Topological Alignment of Shared Vision-Language Embedding Space
Junwon You, Dasol Kang, Jae-Hun Jung
TL;DR
The paper tackles English-dominant cross-lingual alignment in multilingual contrastive vision-language models by introducing ToMCLIP, a topology-aware training framework. It adds topology-preserving objectives, notably a topological alignment loss $L_{ta}$ based on persistence-diagram distances and a distance-matrix loss $L_{dm}$, alongside the standard pointwise loss $L_{pw}$, with scalable persistence-diagram approximations via MST-based sparsification. Empirical results show ToMCLIP improves zero-shot CIFAR-100 accuracy across 13 languages and enhances multilingual retrieval on xFlickr&CO, validating that preserving global embedding-space topology yields robust cross-lingual and cross-modal structure. The approach generalizes beyond VLMs, offering a principled method to incorporate topological alignment into broader representation-learning tasks.
Abstract
Contrastive Vision-Language Models (VLMs) have demonstrated strong zero-shot capabilities. However, their cross-modal alignment remains biased toward English due to limited multilingual multimodal data.
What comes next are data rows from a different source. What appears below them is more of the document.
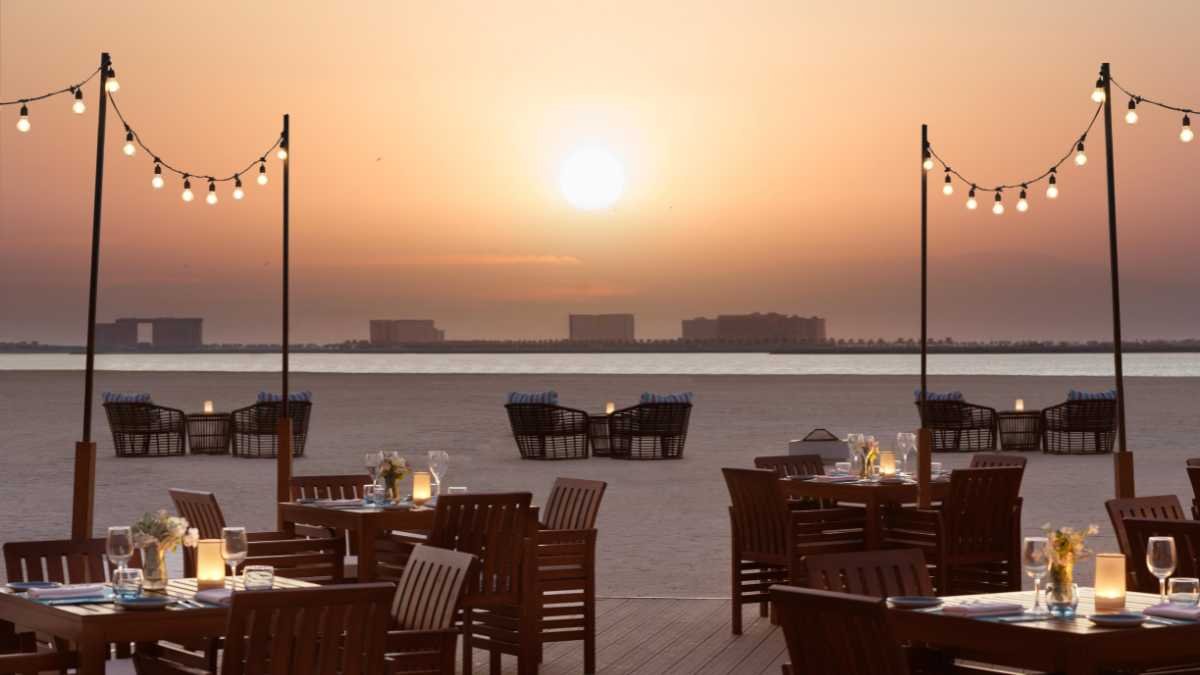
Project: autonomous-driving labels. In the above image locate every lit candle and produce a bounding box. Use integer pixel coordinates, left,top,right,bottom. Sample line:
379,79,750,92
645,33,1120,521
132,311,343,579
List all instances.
1096,554,1126,611
196,539,224,591
413,471,432,506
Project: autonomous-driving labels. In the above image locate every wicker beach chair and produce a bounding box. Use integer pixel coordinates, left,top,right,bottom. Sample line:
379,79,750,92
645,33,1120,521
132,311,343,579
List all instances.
1042,399,1117,454
104,401,187,458
608,402,691,459
233,401,312,458
504,404,590,459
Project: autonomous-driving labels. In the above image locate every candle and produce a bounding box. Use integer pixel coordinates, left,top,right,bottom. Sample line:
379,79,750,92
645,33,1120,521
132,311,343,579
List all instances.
1096,554,1126,611
413,471,432,506
196,539,224,591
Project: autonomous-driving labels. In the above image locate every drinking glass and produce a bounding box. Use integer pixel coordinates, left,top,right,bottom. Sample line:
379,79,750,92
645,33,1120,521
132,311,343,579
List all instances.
1146,537,1175,603
1166,577,1200,607
221,527,250,585
430,450,450,495
106,526,133,569
1021,537,1050,614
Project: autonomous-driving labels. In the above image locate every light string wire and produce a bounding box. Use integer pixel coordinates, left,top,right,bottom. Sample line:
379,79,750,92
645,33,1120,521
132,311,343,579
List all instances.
108,91,283,183
0,66,100,106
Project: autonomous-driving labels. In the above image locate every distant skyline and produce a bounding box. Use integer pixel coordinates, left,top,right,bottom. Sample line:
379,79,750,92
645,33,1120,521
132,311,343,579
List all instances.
0,0,1200,344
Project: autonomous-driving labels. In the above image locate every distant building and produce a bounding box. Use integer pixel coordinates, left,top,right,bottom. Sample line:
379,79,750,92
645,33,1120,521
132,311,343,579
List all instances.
570,313,634,342
371,318,446,347
96,317,204,350
683,312,827,342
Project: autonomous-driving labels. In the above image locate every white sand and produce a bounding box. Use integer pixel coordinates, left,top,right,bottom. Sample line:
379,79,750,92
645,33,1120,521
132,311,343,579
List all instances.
0,371,1200,597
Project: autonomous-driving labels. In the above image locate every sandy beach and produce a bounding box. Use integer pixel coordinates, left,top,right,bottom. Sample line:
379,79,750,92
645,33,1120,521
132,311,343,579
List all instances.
0,371,1200,597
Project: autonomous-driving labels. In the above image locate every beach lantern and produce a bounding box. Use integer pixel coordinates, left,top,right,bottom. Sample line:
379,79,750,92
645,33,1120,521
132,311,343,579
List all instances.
413,471,432,506
1096,554,1126,611
196,539,224,591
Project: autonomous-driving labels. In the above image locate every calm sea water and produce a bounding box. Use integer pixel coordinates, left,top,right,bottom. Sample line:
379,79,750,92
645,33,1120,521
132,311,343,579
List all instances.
0,353,1200,377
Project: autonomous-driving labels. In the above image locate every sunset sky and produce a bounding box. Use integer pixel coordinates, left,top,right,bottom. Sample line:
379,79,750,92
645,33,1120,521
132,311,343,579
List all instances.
0,0,1200,344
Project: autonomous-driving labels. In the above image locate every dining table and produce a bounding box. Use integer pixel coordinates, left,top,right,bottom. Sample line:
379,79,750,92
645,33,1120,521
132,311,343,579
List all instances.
888,589,1200,675
0,577,314,675
779,476,950,550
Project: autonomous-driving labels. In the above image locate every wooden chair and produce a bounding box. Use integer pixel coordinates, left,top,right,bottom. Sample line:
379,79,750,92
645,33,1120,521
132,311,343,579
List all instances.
428,492,540,675
721,468,865,635
608,404,691,459
770,586,910,675
133,584,392,675
104,402,187,458
883,467,1022,596
388,545,478,675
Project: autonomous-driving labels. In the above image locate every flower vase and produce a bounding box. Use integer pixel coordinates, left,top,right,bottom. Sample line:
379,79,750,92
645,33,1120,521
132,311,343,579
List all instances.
142,544,167,591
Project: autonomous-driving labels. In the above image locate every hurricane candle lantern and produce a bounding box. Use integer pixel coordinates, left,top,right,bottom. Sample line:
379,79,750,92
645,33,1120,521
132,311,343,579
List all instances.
1096,554,1126,611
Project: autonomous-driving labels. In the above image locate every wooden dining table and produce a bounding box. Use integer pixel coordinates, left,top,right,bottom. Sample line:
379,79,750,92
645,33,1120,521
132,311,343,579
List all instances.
0,577,313,675
779,476,950,550
889,589,1200,675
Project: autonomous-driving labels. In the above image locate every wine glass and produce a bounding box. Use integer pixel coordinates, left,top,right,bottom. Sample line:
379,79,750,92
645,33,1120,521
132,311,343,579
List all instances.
1021,537,1050,614
1146,537,1175,604
430,450,450,495
106,526,133,569
221,527,250,586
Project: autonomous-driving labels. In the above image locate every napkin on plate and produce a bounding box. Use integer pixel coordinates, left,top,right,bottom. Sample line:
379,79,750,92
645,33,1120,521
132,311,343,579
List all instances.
942,602,1025,616
26,584,108,601
1141,603,1200,621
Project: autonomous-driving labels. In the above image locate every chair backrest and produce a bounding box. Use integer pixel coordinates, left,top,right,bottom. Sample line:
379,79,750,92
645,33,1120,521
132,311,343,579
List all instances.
290,473,371,501
770,586,908,675
391,544,476,631
427,492,538,607
721,468,790,557
754,455,824,476
221,584,391,675
804,549,934,598
1124,518,1200,593
542,478,608,530
4,539,142,584
1104,495,1187,557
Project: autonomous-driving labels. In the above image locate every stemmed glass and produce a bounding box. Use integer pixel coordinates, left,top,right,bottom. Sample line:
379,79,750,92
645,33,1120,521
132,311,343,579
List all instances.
1146,537,1175,603
1021,537,1050,615
221,527,250,587
430,450,450,495
106,526,133,569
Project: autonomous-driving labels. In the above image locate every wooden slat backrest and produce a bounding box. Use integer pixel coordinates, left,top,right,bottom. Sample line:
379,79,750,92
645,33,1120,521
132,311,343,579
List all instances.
804,549,934,598
221,584,391,675
754,455,824,477
428,492,538,607
292,473,371,501
1104,495,1187,559
391,544,476,631
770,586,908,675
545,478,608,530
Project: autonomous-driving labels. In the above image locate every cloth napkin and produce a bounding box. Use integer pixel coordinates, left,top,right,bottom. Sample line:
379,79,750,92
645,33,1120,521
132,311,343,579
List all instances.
942,602,1025,616
1141,603,1200,621
26,584,108,601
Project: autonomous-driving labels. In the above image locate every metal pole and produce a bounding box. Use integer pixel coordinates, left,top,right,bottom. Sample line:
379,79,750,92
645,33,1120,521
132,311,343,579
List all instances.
1100,64,1134,497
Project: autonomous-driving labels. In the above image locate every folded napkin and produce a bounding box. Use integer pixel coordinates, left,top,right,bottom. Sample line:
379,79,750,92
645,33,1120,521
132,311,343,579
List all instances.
26,584,108,601
942,602,1025,616
1141,603,1200,621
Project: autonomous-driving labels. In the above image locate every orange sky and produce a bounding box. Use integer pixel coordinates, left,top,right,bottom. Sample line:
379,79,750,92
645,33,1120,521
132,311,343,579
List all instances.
0,0,1200,342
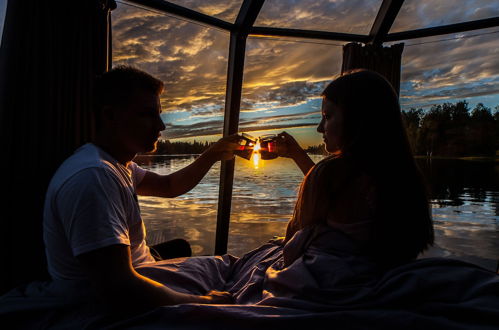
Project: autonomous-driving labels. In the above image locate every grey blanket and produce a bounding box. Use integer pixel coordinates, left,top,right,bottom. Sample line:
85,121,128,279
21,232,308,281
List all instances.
0,228,499,329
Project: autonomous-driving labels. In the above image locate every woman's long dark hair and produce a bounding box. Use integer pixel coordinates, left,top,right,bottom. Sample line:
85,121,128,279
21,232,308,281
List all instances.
289,70,434,266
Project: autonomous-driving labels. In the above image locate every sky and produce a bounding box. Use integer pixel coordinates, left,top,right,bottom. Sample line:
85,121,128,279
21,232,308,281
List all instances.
112,0,499,147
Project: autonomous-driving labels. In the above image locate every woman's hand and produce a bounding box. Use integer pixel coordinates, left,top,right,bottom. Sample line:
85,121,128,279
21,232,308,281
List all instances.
277,132,304,158
277,132,315,174
204,134,241,162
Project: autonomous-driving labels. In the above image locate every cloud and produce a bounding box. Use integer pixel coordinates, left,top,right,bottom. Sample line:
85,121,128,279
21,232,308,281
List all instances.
162,109,320,139
113,0,499,138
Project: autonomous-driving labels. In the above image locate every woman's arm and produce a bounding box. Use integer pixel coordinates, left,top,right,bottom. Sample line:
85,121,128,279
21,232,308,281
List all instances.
277,132,315,175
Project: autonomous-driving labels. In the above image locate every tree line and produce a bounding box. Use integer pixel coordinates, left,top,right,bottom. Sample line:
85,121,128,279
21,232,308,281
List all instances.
402,101,499,157
149,101,499,157
150,140,213,155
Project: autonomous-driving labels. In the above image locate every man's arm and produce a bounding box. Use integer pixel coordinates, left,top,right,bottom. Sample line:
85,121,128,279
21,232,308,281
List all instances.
77,245,232,312
137,135,239,198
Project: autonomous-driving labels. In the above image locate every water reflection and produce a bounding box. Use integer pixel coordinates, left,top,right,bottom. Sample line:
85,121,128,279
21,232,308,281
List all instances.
137,156,499,269
418,159,499,270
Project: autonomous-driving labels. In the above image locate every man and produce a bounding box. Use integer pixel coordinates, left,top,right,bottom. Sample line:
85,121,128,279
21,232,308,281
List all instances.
43,67,237,310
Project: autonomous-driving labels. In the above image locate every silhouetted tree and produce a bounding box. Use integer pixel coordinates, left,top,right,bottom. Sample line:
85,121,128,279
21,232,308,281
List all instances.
402,101,499,157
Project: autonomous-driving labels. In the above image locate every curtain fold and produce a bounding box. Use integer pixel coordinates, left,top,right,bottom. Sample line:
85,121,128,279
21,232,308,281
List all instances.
0,0,116,292
341,43,404,94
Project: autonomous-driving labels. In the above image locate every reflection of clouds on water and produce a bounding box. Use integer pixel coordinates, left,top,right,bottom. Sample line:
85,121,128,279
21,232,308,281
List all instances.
139,157,499,269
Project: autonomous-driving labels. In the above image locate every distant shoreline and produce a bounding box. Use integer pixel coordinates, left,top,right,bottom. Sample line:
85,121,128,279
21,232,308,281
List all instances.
414,155,499,162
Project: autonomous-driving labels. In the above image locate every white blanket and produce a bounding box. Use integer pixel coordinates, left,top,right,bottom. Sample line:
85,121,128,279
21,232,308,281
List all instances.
0,228,499,330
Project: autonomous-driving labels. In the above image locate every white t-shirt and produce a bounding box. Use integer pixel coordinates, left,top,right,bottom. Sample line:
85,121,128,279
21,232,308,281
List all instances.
43,143,154,279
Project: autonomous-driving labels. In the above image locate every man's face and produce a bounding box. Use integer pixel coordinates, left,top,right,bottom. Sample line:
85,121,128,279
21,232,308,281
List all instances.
114,90,165,153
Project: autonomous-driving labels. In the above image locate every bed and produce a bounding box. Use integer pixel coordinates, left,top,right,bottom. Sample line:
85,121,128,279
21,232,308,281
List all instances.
0,229,499,329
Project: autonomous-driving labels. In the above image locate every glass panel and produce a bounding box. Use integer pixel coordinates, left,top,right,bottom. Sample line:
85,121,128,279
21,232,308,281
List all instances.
390,0,499,32
168,0,243,23
228,38,342,255
392,28,499,270
112,2,229,255
255,0,382,34
0,0,7,45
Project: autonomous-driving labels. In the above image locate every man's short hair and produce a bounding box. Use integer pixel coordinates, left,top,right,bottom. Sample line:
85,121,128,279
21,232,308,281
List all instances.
94,65,164,118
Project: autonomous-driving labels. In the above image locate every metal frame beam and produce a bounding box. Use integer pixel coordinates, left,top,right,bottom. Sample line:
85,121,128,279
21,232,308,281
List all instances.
250,26,368,43
384,17,499,42
215,0,264,255
368,0,404,45
125,0,234,31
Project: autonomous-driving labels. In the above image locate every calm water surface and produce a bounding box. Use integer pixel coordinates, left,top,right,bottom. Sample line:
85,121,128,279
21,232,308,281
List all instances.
135,156,499,269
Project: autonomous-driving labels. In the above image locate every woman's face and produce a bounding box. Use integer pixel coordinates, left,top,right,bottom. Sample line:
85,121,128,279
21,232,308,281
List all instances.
317,97,343,153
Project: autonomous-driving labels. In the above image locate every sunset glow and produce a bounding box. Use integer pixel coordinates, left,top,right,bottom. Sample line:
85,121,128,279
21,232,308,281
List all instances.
112,0,499,147
253,141,261,168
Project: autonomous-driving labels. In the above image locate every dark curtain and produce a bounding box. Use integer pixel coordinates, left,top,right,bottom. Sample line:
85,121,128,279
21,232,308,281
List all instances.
0,0,115,293
341,43,404,94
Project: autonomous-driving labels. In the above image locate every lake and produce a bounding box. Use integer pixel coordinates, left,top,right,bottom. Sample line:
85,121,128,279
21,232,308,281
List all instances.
135,155,499,270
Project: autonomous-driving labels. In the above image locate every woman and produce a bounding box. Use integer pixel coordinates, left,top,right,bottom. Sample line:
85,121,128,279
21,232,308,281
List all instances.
279,70,434,267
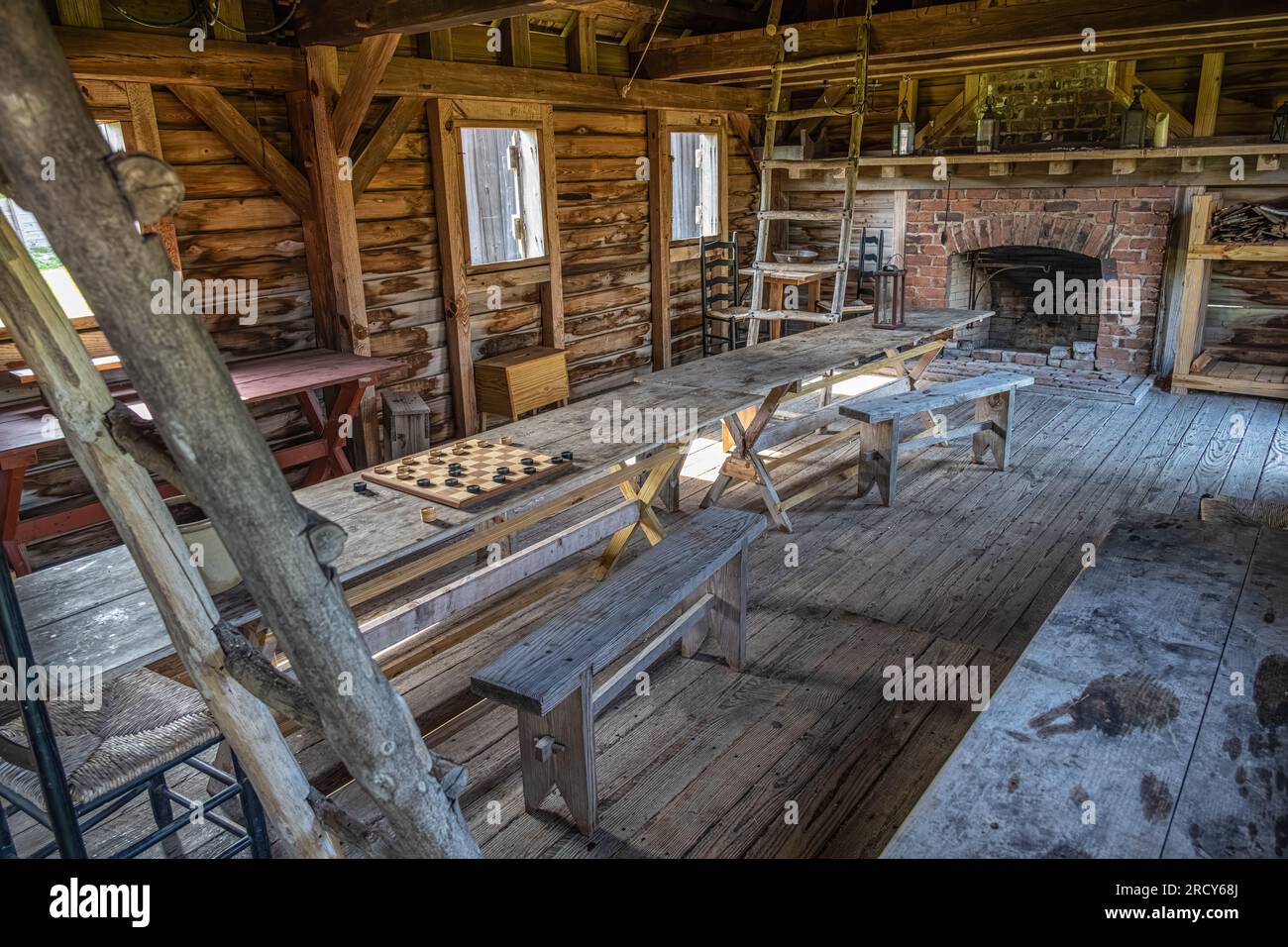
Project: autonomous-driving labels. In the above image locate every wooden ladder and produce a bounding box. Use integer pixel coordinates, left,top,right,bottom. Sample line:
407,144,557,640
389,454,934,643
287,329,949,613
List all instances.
747,0,873,346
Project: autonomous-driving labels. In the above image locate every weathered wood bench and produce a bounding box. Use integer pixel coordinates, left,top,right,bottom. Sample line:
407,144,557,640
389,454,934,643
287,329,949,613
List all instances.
472,507,765,835
840,371,1033,506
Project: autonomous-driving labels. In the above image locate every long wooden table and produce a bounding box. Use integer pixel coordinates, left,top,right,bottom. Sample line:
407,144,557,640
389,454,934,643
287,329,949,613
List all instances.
649,309,993,532
885,514,1288,858
0,349,399,576
17,382,759,679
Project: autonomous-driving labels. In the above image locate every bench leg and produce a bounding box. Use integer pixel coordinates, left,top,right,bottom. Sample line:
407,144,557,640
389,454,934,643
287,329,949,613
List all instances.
707,552,747,672
971,389,1015,471
519,669,597,836
859,421,899,506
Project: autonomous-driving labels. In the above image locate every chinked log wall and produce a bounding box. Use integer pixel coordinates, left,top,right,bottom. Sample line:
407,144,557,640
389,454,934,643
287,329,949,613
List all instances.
0,80,757,558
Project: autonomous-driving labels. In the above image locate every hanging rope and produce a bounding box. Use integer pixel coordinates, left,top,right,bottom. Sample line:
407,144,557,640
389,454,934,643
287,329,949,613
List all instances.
622,0,671,99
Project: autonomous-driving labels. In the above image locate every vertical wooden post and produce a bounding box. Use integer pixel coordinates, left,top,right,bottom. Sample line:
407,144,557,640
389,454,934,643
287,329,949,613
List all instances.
648,108,671,371
1172,194,1218,394
213,0,243,43
286,47,380,466
0,0,480,857
0,218,336,858
58,0,103,30
426,99,479,437
538,106,564,349
501,16,532,68
1194,53,1225,138
890,191,909,257
894,76,921,125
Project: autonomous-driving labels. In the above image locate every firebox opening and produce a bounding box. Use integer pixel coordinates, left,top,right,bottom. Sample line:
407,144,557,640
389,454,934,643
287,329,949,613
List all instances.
948,246,1104,357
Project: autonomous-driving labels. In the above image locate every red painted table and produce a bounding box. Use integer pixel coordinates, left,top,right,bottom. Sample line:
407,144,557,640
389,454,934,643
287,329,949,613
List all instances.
0,349,400,576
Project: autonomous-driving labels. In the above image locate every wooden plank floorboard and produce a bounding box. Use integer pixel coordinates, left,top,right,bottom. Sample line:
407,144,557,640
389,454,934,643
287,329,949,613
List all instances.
1163,533,1288,858
917,388,1169,648
1173,398,1257,513
736,399,1069,628
967,398,1195,648
607,613,931,856
30,391,1288,857
1256,406,1288,502
853,396,1113,635
888,517,1256,857
818,639,1014,858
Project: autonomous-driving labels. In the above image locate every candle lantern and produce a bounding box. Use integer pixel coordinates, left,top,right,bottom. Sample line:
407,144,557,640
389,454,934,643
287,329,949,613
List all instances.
1118,85,1145,149
975,86,1002,155
890,99,917,156
872,254,907,329
1270,99,1288,145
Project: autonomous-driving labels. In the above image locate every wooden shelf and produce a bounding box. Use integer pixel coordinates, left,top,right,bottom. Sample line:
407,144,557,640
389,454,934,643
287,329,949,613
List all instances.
1172,356,1288,399
1172,194,1288,398
1189,243,1288,263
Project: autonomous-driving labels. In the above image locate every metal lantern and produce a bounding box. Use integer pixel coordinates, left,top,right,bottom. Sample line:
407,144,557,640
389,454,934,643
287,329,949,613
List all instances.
872,259,907,329
975,86,1002,154
1118,85,1145,149
890,99,917,156
1270,99,1288,145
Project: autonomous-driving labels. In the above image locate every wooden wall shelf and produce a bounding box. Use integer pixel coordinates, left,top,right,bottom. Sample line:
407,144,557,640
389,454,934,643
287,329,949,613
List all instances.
1172,194,1288,399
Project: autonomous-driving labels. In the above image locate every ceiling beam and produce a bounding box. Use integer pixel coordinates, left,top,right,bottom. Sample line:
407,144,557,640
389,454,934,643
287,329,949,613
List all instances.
1108,61,1194,138
295,0,605,47
643,0,1288,81
170,85,312,217
55,27,768,112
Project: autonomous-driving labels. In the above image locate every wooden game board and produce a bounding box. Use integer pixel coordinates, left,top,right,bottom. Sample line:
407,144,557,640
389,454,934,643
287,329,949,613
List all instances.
362,438,572,509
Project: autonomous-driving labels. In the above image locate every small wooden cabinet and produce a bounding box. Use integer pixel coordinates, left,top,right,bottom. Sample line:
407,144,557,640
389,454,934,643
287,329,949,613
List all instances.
474,346,568,430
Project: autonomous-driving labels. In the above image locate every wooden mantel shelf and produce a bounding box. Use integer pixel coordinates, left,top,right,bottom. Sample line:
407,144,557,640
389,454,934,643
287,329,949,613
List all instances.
1188,243,1288,263
855,141,1288,167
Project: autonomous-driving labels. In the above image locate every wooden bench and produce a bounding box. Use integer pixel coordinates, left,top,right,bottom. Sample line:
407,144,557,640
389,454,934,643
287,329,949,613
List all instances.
840,371,1033,506
472,507,765,835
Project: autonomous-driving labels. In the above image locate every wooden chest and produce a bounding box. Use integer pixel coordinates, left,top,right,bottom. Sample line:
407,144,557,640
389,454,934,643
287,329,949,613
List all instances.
474,346,568,430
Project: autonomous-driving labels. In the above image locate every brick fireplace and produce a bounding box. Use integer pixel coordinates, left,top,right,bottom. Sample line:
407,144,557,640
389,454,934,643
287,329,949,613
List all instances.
905,187,1175,381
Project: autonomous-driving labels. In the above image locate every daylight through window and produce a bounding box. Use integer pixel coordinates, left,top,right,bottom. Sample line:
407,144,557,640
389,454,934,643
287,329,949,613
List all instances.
461,128,546,266
671,132,720,240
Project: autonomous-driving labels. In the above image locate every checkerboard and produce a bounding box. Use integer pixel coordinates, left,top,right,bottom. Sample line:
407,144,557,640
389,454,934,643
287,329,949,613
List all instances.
362,438,572,509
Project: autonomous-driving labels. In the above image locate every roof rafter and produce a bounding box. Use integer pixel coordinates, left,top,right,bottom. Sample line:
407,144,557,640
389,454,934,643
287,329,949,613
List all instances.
644,0,1288,82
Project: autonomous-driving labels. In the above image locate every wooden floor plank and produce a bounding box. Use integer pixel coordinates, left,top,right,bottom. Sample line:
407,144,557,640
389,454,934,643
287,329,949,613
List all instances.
1256,408,1288,502
885,517,1256,858
1163,530,1288,858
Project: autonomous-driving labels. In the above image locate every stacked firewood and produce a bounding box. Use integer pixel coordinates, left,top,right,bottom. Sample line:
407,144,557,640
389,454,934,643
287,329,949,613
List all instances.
1211,200,1288,244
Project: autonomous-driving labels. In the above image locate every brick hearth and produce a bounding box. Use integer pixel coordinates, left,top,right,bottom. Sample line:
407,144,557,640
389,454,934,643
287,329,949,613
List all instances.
905,187,1176,375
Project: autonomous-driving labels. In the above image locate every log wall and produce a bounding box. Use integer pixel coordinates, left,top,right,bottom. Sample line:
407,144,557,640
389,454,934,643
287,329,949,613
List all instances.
12,68,757,562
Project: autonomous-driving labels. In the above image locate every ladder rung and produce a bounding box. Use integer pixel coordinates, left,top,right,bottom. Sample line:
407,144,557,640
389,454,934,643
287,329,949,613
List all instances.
752,261,847,275
743,309,836,323
773,51,863,72
756,210,845,220
765,106,853,121
760,158,850,171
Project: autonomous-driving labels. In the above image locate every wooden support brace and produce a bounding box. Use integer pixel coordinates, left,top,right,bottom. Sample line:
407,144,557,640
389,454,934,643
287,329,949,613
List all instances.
858,421,899,506
519,668,599,836
971,389,1015,471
Recent multilingual extensions have alleviated this gap but enforce instance-level alignment while neglecting the global geometry of the shared embedding space. We address this problem by introducing ToMCLIP (Topological Alignment for Multilingual CLIP), a topology-aware framework aligning embedding spaces with topology-preserving constraints. The proposed method applies persistent homology to define a topological alignment loss and approximates persistence diagram with theoretical error bounds using graph sparsification strategy. This work validates the proposed approach, showing enhanced structural coherence of multilingual representations, higher zero-shot accuracy on the CIFAR-100, and stronger multilingual retrieval performance on the xFlickr&CO. Beyond VLMs, the proposed approach provides a general method for incorporating topological alignment into representation learning.